Hello everybody have some questions for you they are out from a pretest to examination for the master's certificate

Question1
What doe´s not exist in DSLR´s

a.) Chromatic Aberation

b.) Diffraction

c.) parallax error 
i choosed c because i´ve heard from the other twos also

Question2
How get a picture a blueish cast?

a.)in Shadow

b.)in lightbulb

c.)
third i don´t know, i choosed the second because i think i´ve heard the wolfram in lightbulb makes light blueish

Question3 
If you shot a white golfball on a White Background who will the meassuring be?

a.)correct

b.)under exposed

c.) over exposed?
i for my mistake took over exposed, after correction firstly choosed under exposed

Question4

What is the exactest meassuring

a.) Objectmeassuring

b.) Lightmeassuring

c.) Ttl meassuring 
i choosed objectmeassuring but actually never heard one of them so 

More will come if i remember the other questions

so if any one can answer me this question i will be thankfull.

With friendly regards 
Colin


----------



## photonius (Oct 2, 2013)

colin1984 said:


> Hello everybody have some questions for you they are out from a pretest to examination for the master's certificate
> 
> Question1
> What doe´s not exist in DSLR´s
> ...



where can I take this master's examination?

normal incandescent light bulbs are warm/reddish. shadow tends to be more blue (i.e. it's light reflected from the blue sky).


----------



## ishdakuteb (Oct 2, 2013)

photonius said:


> colin1984 said:
> 
> 
> > Question2
> ...



imma with photonius on answering question number 2. for question number 4, i would have choosen b for lightmeassuring. same kinda question, where can i find this test online? please let me know if you can since it is kinda fun


----------



## Drizzt321 (Oct 2, 2013)

On question 4, do they mean incident light reading (I'm guessing that's what light measuring means) or reflectant light reading (guessing that's what object measuring is)?
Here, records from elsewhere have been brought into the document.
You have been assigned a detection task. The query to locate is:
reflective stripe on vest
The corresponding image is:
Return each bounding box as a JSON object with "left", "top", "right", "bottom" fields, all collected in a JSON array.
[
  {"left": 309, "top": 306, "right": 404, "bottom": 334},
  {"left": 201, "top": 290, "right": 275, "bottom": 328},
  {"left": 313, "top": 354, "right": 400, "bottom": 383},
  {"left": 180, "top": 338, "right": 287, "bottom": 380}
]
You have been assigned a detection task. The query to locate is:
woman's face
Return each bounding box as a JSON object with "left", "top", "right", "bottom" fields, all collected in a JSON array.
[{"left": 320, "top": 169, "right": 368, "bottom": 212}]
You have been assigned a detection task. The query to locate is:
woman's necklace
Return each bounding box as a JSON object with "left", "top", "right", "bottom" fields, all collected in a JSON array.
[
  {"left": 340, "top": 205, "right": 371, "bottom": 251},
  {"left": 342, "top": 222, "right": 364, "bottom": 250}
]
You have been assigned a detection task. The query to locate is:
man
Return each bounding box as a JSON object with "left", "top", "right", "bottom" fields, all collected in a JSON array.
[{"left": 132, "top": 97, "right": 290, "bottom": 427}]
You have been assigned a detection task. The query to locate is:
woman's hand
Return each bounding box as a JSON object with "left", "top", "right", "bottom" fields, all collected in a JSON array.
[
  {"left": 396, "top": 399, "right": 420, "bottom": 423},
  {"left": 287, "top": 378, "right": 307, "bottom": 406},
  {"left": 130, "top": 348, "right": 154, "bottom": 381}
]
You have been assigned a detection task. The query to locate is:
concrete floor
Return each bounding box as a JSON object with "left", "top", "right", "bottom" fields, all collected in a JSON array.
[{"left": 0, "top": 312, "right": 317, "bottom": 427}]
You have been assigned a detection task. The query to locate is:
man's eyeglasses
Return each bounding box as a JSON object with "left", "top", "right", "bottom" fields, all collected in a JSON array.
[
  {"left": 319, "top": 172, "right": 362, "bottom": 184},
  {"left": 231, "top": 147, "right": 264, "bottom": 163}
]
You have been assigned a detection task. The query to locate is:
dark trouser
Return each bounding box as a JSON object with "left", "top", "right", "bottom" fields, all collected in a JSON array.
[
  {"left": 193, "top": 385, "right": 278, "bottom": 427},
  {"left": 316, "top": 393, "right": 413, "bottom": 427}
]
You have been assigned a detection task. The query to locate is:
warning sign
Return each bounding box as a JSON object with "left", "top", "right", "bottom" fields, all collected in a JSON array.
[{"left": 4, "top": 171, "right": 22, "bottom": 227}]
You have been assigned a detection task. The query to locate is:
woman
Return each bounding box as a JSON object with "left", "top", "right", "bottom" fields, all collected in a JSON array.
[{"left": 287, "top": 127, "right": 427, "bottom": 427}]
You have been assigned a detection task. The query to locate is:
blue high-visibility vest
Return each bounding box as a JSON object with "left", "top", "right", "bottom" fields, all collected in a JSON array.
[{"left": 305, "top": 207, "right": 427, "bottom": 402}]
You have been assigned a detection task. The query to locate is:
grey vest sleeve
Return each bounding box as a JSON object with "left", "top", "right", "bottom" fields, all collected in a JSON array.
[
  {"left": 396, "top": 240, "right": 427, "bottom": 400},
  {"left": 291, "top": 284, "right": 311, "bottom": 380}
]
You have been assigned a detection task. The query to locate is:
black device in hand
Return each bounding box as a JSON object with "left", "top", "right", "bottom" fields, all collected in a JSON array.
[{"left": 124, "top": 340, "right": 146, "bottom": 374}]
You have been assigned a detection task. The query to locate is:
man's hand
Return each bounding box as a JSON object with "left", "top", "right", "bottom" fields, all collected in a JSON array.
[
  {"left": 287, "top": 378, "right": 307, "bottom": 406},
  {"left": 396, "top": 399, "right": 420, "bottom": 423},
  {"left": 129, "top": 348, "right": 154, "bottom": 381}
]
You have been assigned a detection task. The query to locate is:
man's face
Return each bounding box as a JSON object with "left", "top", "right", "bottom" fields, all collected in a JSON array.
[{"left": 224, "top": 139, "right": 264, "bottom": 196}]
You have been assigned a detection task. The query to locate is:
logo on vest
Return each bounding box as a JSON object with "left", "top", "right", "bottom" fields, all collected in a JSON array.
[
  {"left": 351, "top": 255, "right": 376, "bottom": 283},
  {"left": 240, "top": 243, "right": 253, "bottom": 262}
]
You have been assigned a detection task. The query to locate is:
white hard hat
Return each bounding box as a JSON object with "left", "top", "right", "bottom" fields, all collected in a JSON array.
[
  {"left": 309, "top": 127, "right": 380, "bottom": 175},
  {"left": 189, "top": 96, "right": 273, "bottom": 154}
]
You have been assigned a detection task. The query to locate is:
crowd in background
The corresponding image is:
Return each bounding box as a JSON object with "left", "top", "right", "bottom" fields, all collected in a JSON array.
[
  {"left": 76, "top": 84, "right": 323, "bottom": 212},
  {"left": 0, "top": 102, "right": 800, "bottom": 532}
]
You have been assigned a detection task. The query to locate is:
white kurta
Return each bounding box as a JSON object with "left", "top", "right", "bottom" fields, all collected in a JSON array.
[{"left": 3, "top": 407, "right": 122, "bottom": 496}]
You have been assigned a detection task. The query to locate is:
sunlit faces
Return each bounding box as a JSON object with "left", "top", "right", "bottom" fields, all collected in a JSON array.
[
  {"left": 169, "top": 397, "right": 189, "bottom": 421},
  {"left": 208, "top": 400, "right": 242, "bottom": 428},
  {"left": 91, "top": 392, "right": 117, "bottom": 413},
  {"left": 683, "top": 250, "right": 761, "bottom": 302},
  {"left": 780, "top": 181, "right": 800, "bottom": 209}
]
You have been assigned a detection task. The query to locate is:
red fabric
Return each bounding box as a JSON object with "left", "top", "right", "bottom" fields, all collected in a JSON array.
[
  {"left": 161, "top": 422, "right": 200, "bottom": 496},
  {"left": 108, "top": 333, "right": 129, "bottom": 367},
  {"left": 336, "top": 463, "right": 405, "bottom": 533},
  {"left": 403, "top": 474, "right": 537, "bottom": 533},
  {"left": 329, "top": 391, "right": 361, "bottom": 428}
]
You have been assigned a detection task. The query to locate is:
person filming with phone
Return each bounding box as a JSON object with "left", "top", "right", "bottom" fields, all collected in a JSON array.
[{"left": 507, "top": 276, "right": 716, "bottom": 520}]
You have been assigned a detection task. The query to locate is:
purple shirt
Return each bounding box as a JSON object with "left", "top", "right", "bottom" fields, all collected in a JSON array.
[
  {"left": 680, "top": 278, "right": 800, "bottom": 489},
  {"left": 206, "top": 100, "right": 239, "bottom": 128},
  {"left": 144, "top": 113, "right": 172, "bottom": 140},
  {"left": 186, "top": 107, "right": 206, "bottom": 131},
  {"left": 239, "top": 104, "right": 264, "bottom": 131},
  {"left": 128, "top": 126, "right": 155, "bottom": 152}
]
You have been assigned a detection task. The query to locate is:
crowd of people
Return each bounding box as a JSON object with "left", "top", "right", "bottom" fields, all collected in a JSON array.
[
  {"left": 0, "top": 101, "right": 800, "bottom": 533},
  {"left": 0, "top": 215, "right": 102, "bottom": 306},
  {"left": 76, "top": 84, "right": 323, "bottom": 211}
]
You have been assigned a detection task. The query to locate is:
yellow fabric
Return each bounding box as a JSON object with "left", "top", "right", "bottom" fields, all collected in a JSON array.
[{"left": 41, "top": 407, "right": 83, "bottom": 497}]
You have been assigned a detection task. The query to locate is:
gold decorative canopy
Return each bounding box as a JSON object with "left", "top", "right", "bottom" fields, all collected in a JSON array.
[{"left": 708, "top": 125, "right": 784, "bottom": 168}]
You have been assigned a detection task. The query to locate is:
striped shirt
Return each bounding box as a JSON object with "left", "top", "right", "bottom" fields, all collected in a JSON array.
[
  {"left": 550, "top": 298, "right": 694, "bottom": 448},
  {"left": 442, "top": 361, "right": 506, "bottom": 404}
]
Naturally incident light readings.

And if this is publicly available online, I'd love to try my hand at it


----------



## docholliday (Oct 3, 2013)

Drizzt321 said:


> On question 4, do they mean incident light reading (I'm guessing that's what light measuring means) or reflectant light reading (guessing that's what object measuring is)? Naturally incident light readings.
> 
> And if this is publicly available online, I'd love to try my hand at it



Yeah, Q4 is very ambiguous. If one had a 1deg spot meter, compensated correctly and spot only on the object, it would be very accurate (for the subject). If one had an incident meter and was looking at light falling on the scene, it would be the most accurate (for the ambient light). If one used TTL, biased correctly, and filled the viewfinder with medium grey, it would be pretty accurate (for the exposure).

However, if one spotted a black object without proper compensation, it would be grey. If one measured incident in the shade of a tree, the light on the distant mountain would be horribly inaccurate. If one TTL'd a white wedding dress, it would be a grey dress.

I want to see this examination also!


----------



## docholliday (Oct 3, 2013)

For Q2, it all depends. A shadow may not be tinted blue (5000K light with a red box on my product table shows a pretty warm shadow). And, I've had some lightbulbs that are 7500-9500K. So, in that case that would be the bluest.


----------